何よりシグルド様の目が逃さないって言っている……
それでも、私は隙を見て何とか距離をとって離れようと試みた。
「うーん、やっぱりルキアは手厳しいなぁ……」
「……」
顔をしかめるシグルド様。
結局、この攻防はしばらく続いた。
*****
結論から言うと王宮書庫の閲覧許可はすぐにおりた。
しかし……
「───えっと? つまり、シグルド様と一緒なら許可が降りた、ということでよろしいでしょうか?」
「うん。ルキアのことは信用しているけれど、一人での閲覧は許可出来ない。その代わり私と一緒ならいつでも大丈夫だって」
「……」
(シグルド様と一緒なら……か)
閲覧の許可を貰えたことは嬉しいし感謝もしている。
そして、王太子の婚約者なだけで一貴族令嬢に過ぎない私一人では許可出来ないと言うのももちろん納得出来る。
だからこそ思う。
(結局、こうして離れられない……)
婚約解消の話もシグルド様の妨害できちんと言いだせず、かといって距離をとることも出来ずにいる私。

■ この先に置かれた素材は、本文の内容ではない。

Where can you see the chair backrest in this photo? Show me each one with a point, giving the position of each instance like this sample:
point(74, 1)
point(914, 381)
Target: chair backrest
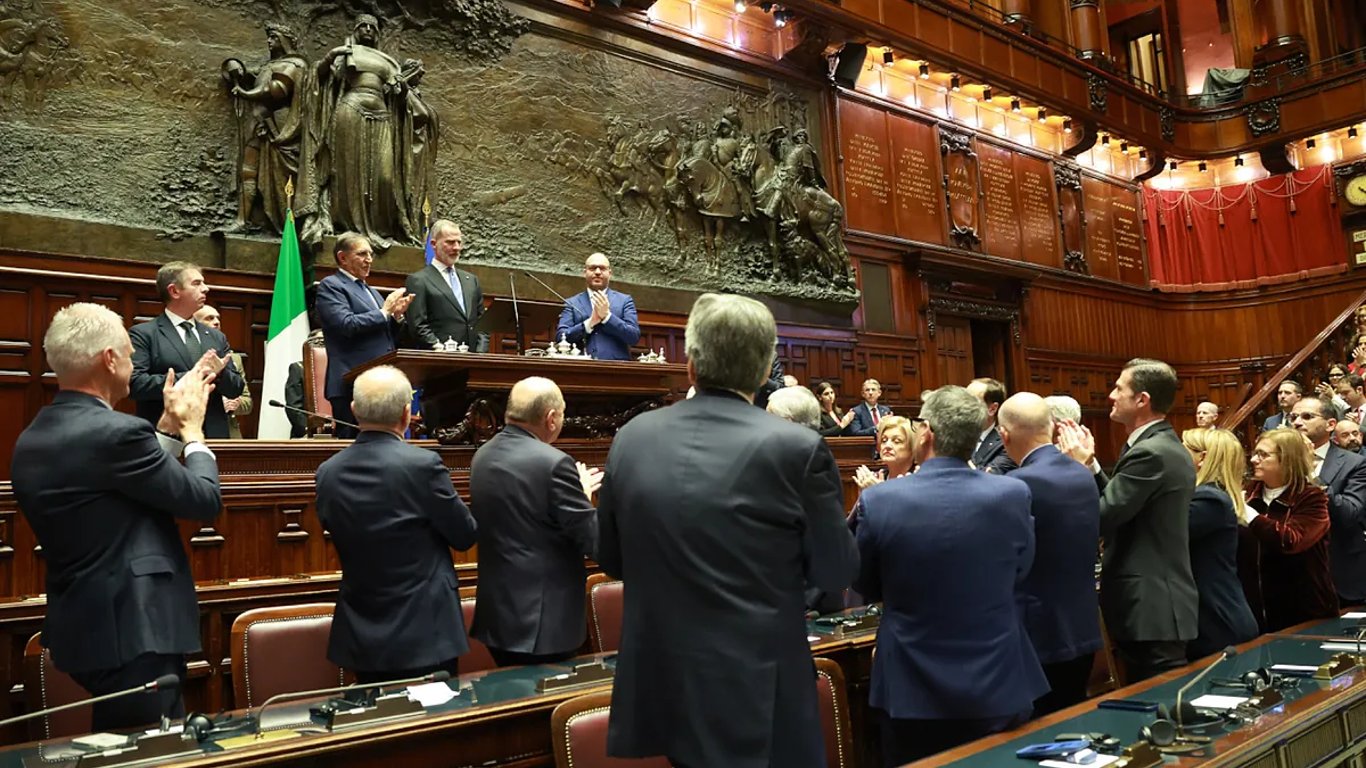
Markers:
point(282, 649)
point(578, 729)
point(478, 657)
point(604, 612)
point(45, 686)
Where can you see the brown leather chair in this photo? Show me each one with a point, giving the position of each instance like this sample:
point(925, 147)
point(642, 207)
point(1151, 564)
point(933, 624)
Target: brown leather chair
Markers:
point(604, 612)
point(45, 686)
point(282, 649)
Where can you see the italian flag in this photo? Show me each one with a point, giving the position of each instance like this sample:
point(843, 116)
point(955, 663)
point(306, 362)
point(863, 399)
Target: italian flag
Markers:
point(288, 332)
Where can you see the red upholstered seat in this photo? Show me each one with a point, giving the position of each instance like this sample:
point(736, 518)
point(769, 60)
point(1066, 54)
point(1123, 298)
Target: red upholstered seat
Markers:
point(604, 612)
point(282, 649)
point(47, 686)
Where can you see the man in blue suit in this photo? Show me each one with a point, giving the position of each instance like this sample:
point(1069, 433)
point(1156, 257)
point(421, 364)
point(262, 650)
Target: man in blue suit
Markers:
point(1060, 610)
point(948, 550)
point(358, 325)
point(600, 320)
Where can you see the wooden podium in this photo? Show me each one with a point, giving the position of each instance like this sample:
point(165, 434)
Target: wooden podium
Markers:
point(471, 390)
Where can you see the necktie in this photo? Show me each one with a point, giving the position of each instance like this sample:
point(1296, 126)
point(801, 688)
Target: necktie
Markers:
point(191, 342)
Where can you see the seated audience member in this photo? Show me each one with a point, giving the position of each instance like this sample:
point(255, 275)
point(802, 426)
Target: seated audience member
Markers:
point(833, 421)
point(797, 405)
point(537, 524)
point(1283, 548)
point(394, 517)
point(868, 413)
point(1060, 610)
point(1206, 416)
point(947, 550)
point(1224, 615)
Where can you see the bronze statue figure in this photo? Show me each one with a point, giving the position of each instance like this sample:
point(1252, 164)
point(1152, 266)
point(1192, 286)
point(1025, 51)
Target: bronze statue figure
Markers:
point(268, 103)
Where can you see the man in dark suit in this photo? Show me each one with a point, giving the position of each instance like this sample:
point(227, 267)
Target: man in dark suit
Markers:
point(394, 517)
point(536, 526)
point(357, 324)
point(947, 550)
point(1287, 395)
point(989, 454)
point(1060, 610)
point(1148, 592)
point(1343, 476)
point(868, 413)
point(174, 340)
point(101, 491)
point(447, 302)
point(717, 515)
point(600, 320)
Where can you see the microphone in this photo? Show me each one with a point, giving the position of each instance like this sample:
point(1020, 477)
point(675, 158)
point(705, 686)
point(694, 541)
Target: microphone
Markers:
point(305, 412)
point(1180, 715)
point(164, 682)
point(439, 677)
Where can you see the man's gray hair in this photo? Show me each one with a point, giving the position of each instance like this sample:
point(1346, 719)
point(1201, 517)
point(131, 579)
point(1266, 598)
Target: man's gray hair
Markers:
point(797, 405)
point(955, 417)
point(1064, 407)
point(730, 340)
point(380, 395)
point(79, 334)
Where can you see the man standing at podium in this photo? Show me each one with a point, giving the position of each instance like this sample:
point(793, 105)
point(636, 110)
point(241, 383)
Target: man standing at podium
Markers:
point(600, 320)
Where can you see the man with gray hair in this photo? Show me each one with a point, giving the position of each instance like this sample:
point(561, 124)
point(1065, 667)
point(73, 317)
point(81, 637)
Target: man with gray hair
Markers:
point(537, 522)
point(101, 491)
point(947, 551)
point(394, 517)
point(716, 517)
point(797, 405)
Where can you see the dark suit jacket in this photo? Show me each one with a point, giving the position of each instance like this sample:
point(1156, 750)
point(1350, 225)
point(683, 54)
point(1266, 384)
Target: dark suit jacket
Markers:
point(717, 515)
point(947, 551)
point(536, 526)
point(862, 422)
point(1224, 615)
point(433, 316)
point(1060, 610)
point(103, 496)
point(1148, 592)
point(1343, 476)
point(157, 346)
point(991, 455)
point(608, 340)
point(394, 517)
point(354, 330)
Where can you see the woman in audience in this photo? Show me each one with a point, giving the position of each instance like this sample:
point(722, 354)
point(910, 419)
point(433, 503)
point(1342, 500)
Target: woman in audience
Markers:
point(833, 421)
point(1283, 548)
point(1224, 615)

あの決心って何だったのだろうという気持ちになって来た。
(それでも、ずっとこのままではいられない)
この先、私が必ず身を引かないといけない時がやって来る。
その時が来たら国はシグルド様に決断を迫るだろう。
さすがのシグルド様も国より私を選ぶことはしない。
(だからこうして共に過ごすのも……あと少し)
「ルキア。今から行くかい?」
「シグルド様の公務に支障がないのであればお願いしたいのですが……」
私がそう確認するとシグルド様は眩しいくらいのにっこり笑顔で大きく頷いた。
「大丈夫、可愛いルキアの頼みの方が優先だとも!」
「え!?」
十年間、私はずっと側でシグルド様を見て来た。
公務をサボったり、不真面目なことをしたりする人ではないと分かっている。
後で徹夜してでも仕事は完璧に終わらせる、そういう人────
(でも……おかしいわ)
────さすがのシグルド様も国より私を選ぶことはしない。
(しない……わよね?)
何だか一気に自信が無くなってきた。